“Kekuatan
pembuktian suatu bukti tulisan adalah pada akta aslinya. Apabila akta
yang asli itu ada, maka salinan-salinan serta ikhtisar-ikhtisar hanyalah
dapat dipercaya, sekadar salinan-salinan serta ikhtisar-ikhtisar itu
sesuai dengan aslinya, yang mana senantiasa dapat diperintahkan
mempertunjukkannya”
Dalam praktik, Mahkamah Agung juga telah memberikan penegasan atas bukti berupa fotocopy dari surat/dokumen, dengan kaidah hukum sebagai berikut:
“Surat
bukti fotokopi yang tidak pernah diajukan atau tidak pernah ada surat
aslinya, harus dikesampingkan sebagai surat bukti.” (Putusan MA No.:
3609 K/Pdt/1985)
Sesuai dengan pendapat dari Mahkamah Agung dalam Putusan MA No. 3609 K/Pdt/1985 tersebut, maka fotocopy dari
sebuah surat/dokumen yang tidak pernah dapat ditunjukkan aslinya, tidak
dapat dipertimbangkan sebagai alat bukti surat menurut Hukum Acara
Perdata (Vide: Pasal 1888 KUH Perdata).
Jadi, dalam hal tidak dapat ditunjukkannya dokumen asli dari fotocopy
perjanjian bawah tangan tersebut, saksi sebagai salah satu alat bukti
dapat berfungsi untuk memberikan keterangan kepada hakim, bahwa benar
pernah ada suatu kesepakatan yang dibuat secara bawah tangan oleh para
pihak yang namanya tercantum dalam fotocopy perjanjian bawah tangan tersebut, untuk memperjanjikan suatu hal tertentu (Vide Pasal 1320 Jo. 1338 KUH Perdata).
Argumentasi
mengenai hal tersebut juga telah ditegaskan oleh Mahkamah Agung dalam
Putusannya No.: 112 K/Pdt/Pdt/1996, tanggal 17 September 1998, yang
memiliki kaidah hukum sebagai berikut:
“Fotocopy surat tanpa disertai surat/dokumen aslinya dan tanpa dikuatkan oleh Keterangan saksi dan alat bukti lainnya, tidak dapat digunakan sebagai alat bukti yang sah dalam Persidangan Pengadilan (Perdata)

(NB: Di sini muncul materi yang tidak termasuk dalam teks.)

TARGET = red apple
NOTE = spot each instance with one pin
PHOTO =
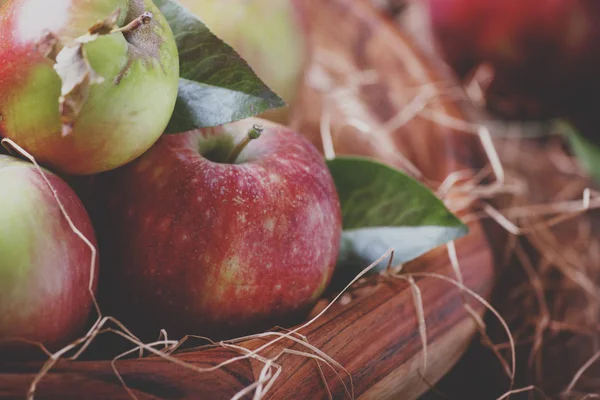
(44, 266)
(198, 244)
(545, 54)
(271, 35)
(118, 89)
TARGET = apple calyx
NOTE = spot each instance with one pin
(73, 67)
(143, 19)
(252, 134)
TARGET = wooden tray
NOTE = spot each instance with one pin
(374, 335)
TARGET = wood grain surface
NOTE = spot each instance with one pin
(373, 333)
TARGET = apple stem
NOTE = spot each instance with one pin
(143, 19)
(252, 134)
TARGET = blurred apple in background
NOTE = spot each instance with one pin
(545, 54)
(198, 240)
(271, 35)
(44, 265)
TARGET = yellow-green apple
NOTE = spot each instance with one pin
(200, 238)
(271, 35)
(86, 86)
(45, 268)
(544, 53)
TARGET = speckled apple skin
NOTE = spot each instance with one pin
(118, 121)
(45, 267)
(206, 248)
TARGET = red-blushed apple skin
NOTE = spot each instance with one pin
(545, 53)
(119, 121)
(45, 299)
(198, 247)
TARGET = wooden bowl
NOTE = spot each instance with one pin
(373, 332)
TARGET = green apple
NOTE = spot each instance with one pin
(45, 268)
(86, 86)
(271, 35)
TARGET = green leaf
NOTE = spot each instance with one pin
(586, 152)
(383, 208)
(217, 86)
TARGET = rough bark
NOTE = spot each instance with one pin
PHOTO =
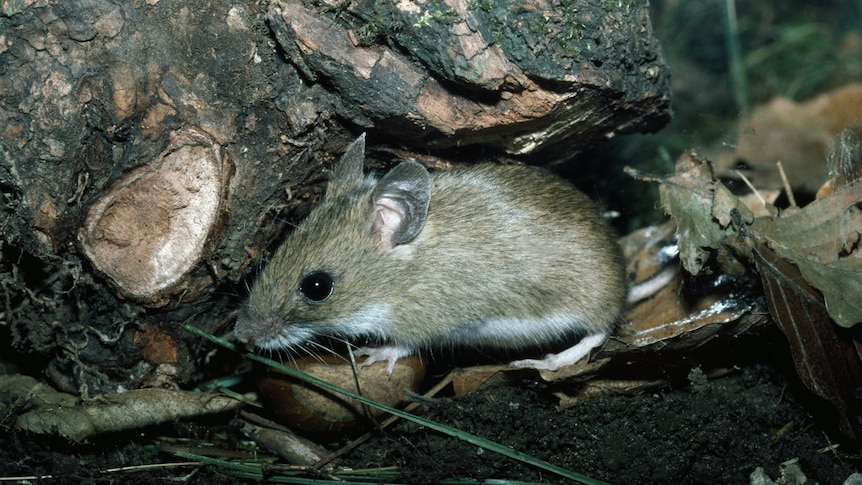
(152, 152)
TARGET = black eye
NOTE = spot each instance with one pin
(742, 164)
(316, 286)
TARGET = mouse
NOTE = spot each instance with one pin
(489, 255)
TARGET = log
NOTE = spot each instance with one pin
(152, 154)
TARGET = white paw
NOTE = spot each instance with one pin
(387, 353)
(565, 358)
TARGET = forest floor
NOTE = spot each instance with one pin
(695, 430)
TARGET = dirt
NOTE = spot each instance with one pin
(695, 430)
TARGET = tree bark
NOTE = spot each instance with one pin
(153, 152)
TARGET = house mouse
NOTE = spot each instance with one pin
(490, 255)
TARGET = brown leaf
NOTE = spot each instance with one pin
(825, 358)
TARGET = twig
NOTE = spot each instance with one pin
(751, 186)
(386, 423)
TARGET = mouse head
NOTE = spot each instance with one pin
(330, 276)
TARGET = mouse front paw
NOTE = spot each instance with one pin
(387, 353)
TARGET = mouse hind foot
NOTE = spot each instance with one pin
(565, 358)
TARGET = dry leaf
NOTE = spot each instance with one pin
(822, 240)
(810, 266)
(826, 361)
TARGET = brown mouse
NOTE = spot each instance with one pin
(490, 255)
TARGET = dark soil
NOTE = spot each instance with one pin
(696, 430)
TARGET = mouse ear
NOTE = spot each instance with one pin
(401, 204)
(348, 171)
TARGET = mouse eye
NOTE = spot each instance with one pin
(317, 286)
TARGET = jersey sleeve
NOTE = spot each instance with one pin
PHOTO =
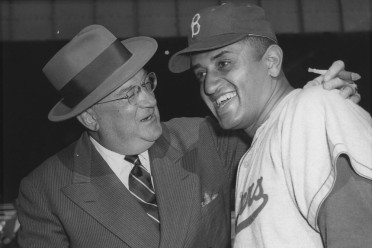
(319, 126)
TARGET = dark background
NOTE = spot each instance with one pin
(28, 138)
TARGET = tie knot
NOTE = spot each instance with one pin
(132, 159)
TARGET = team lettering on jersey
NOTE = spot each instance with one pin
(247, 200)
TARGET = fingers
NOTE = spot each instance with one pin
(347, 91)
(356, 98)
(336, 83)
(335, 69)
(314, 82)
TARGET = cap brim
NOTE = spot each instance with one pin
(142, 49)
(181, 61)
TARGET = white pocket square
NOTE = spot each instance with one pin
(207, 198)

Mengenai pertanyaan jumlah minimum saksi untuk membuktikan fotocopy perjanjian di bawah tangan, ada baiknya kita memperhatikan ketentuan Pasal 1905 KUH Perdata, yang berbunyi:
“Keterangan seorang saksi saja, tanpa suatu alat bukti lain, di muka pengadilan tidak boleh dipercaya.”
Dari
ketentuan tersebut di atas, dapat disimpulkan bahwa dalam hal tidak
adanya bukti lain, selain saksi yang dapat diajukan oleh seseorang untuk
menguatkan dalilnya, maka jumlah saksi yang harus diajukan orang
tersebut adalah minimal dua orang saksi (unus testis nullus testis).
Namun
demikian, dalam praktik, ketentuan mengenai pembuktian dalam perkara
perdata tersebut dapat berkembang dan bermanuver. Misalnya dalam hal
keberadaan fotocopy dari perjanjian bawah tangan ini ternyata
diakui dan tidak disangkal oleh pihak lawan, tentunya hal ini dapat
dikualifisir sebagai pengakuan di muka hakim, yang merupakan bukti yang
sempurna (Vide: Pasal 176 HIR), atau apakah ada persangkaan (kesimpulan) yang ditarik oleh hakim (Vide: Pasal 173 HIR) dari bukti-bukti yang diajukan oleh para pihak serta fakta-fakta yang terungkap di persidangan.